Some of the programs that Gordon and his fellow RDs and RAs have created include study halls, alcohol education, sexual health, coping skills, stress management, and diversity all in the first six weeks of attending college.

“The first six weeks can be the most crucial time in a first-year’s college experience.” Gordon said.

RAs of first-year residence halls are required to put on campus events geared towards opening up first-year students to broader experiences. These experiences include peer advising sessions where students come into first-year residence halls and assist with picking classes and offering advice to help others. Another program that will soon be offered to first-year students are “FYRE chats” in which faculty members who attended Keene State previously talk about their experiences at the college and how it has helped shape them and their careers after graduation.

Gordon has been a part of Residential Life at Keene State College for the past five years, starting off as the first RD to be in charge of Pondside I when it was first being built. He also implemented the Living and Learning Communities (LLC) programs, which are now located in Pondside III.

Gordon hopes this program will lead to a required “First-Year Seminar” in which first-year students will attend several programs in regards to college living, healthy study habits, and general knowledge about the institution.  Such programs will be beneficial to students and help them with becoming more knowledgeable about resources on campus, become acclimated to college living, and feel more comfortable with themselves and the college environment.

Jana Jacobson, vice president of residential life, oversees all of the residential education initiatives. She hopes this program will eventually lead to the creation of a proposal for a coordinator that helps focus on first-year students’ needs as well as upperclassmen needs, and will do more for first-year students.

A key goal of both Jacobson and Gordon is the retention of first-year students. They hope that the transition between students in their first and second years at Keene State will increase by focusing on what the students’ needs are.

“The things we are offering specifically for first-years are important,” Jacobson said.

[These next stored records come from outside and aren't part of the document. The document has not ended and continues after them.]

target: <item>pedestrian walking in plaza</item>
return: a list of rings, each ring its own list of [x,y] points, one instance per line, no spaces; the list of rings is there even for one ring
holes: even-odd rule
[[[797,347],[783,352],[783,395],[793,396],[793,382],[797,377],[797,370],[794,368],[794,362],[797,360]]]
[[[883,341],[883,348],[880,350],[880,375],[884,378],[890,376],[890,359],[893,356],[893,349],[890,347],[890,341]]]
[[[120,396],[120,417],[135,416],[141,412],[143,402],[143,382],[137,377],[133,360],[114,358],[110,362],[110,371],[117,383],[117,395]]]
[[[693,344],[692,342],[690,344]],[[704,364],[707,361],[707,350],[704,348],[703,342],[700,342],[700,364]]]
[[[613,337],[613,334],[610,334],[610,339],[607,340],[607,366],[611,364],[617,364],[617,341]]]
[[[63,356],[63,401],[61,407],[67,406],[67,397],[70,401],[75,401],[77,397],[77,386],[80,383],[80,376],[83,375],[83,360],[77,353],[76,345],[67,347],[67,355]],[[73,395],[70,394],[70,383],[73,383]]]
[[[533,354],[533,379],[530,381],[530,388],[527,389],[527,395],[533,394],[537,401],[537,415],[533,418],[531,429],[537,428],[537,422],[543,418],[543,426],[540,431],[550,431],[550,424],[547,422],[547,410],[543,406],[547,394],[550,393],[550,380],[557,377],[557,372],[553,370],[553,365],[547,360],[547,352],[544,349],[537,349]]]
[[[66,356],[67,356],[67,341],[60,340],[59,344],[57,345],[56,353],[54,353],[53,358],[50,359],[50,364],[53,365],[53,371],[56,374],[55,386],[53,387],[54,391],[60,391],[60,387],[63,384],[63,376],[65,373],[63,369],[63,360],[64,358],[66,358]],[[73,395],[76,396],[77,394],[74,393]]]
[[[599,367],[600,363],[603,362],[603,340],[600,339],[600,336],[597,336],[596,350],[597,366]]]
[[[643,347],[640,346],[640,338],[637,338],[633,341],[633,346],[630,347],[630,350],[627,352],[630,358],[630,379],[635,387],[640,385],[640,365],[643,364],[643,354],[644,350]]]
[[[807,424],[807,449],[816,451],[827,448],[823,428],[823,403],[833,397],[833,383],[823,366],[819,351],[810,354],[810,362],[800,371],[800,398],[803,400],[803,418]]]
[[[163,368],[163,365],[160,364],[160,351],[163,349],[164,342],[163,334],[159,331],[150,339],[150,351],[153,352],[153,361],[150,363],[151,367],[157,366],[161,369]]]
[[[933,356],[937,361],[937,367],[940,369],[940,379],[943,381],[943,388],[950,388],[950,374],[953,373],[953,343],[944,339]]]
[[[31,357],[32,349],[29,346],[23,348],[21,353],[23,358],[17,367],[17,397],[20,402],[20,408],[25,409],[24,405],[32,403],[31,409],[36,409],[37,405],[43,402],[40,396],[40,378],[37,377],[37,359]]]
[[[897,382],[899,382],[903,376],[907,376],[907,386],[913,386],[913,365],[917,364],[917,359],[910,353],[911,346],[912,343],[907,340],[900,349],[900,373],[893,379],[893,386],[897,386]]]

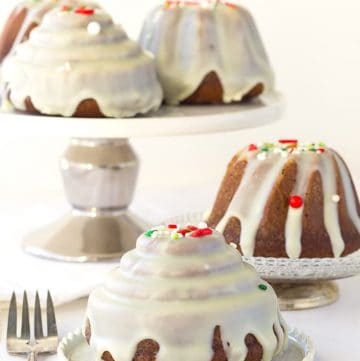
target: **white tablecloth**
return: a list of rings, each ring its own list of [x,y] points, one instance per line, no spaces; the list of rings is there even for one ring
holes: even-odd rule
[[[147,219],[153,223],[160,222],[164,217],[171,217],[176,214],[184,213],[186,210],[203,210],[212,201],[212,194],[210,190],[214,187],[201,187],[196,190],[175,190],[171,193],[161,192],[161,194],[153,192],[143,195],[134,204],[134,209],[138,214],[146,214]],[[167,194],[166,194],[167,193]],[[166,196],[165,196],[166,194]],[[179,197],[181,194],[181,197]],[[190,201],[189,201],[190,200]],[[52,212],[56,213],[56,209],[49,203],[48,207]],[[13,211],[16,209],[12,205]],[[49,208],[49,209],[50,209]],[[61,207],[60,207],[61,208]],[[63,211],[61,209],[59,213]],[[5,217],[6,209],[6,217]],[[0,227],[11,231],[11,228],[17,228],[23,225],[29,226],[32,224],[32,217],[35,223],[39,223],[39,214],[41,215],[42,207],[39,212],[30,211],[34,208],[22,208],[21,212],[17,212],[21,217],[16,218],[16,222],[9,222],[12,219],[11,214],[15,215],[9,210],[9,205],[0,207]],[[55,209],[55,211],[54,211]],[[3,212],[3,216],[1,214]],[[6,220],[6,223],[4,222]],[[34,225],[35,225],[34,223]],[[37,224],[36,224],[37,226]],[[26,228],[26,227],[25,227]],[[12,229],[14,231],[14,229]],[[18,232],[9,233],[10,235],[19,234]],[[1,244],[6,240],[2,239]],[[10,239],[7,239],[9,242]],[[17,242],[17,247],[20,247],[20,239],[11,239],[12,242]],[[2,250],[3,251],[3,250]],[[16,259],[13,259],[15,265],[21,267]],[[51,262],[48,263],[51,267]],[[4,274],[6,269],[0,264],[0,281],[1,273]],[[26,272],[26,270],[23,270]],[[1,282],[0,282],[1,283]],[[317,349],[317,361],[357,361],[360,360],[360,276],[341,280],[338,282],[340,286],[340,300],[327,307],[298,312],[285,312],[284,316],[292,327],[299,328],[308,334],[314,341]],[[79,292],[81,295],[82,292]],[[16,358],[7,355],[5,351],[5,326],[6,326],[6,305],[2,304],[0,313],[0,360],[10,361]],[[79,328],[82,325],[84,313],[86,308],[86,299],[76,300],[66,305],[57,307],[57,318],[59,325],[60,336],[63,337],[68,332]],[[42,358],[44,360],[56,360],[56,356]],[[90,360],[86,360],[90,361]]]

Gale Zimmerman, the associate vice president and dean of students, has high hopes for the first-year experience program. She works with students one-on-one who are being challenged with their college experiences to help them resolve their issues and become more confident in their abilities. Zimmerman also works closely with RDs towards first-year students’ individual needs, as well as helps support them in all of their academic goals.

In accordance to the new first-year experience program and position, she hopes that it will support social and academic adjustments, have students feel connected to the community, feel a sense of belonging to the institution, as well as gain feedback about how the campus environment supports and satisfies students’ needs. She also aims to encourage first-year students that are part of this program to increase self-esteem and the rate of academic sense of self.

In the future, Zimmerman wants to connect first-year students to resources sooner and create connections quicker; as with all other programs, it is a work in progress. She holds Gordon in high regards and believes that he will be successful in this position.

“It will be his successes in the end,” Zimmerman said.

A major emphasis of this program is the retention of students coming back after their first year at KSC. Zimmerman, Jacobson, and Gordon all agreed that this aspect of student life is of utmost importance and should be placed on high priority.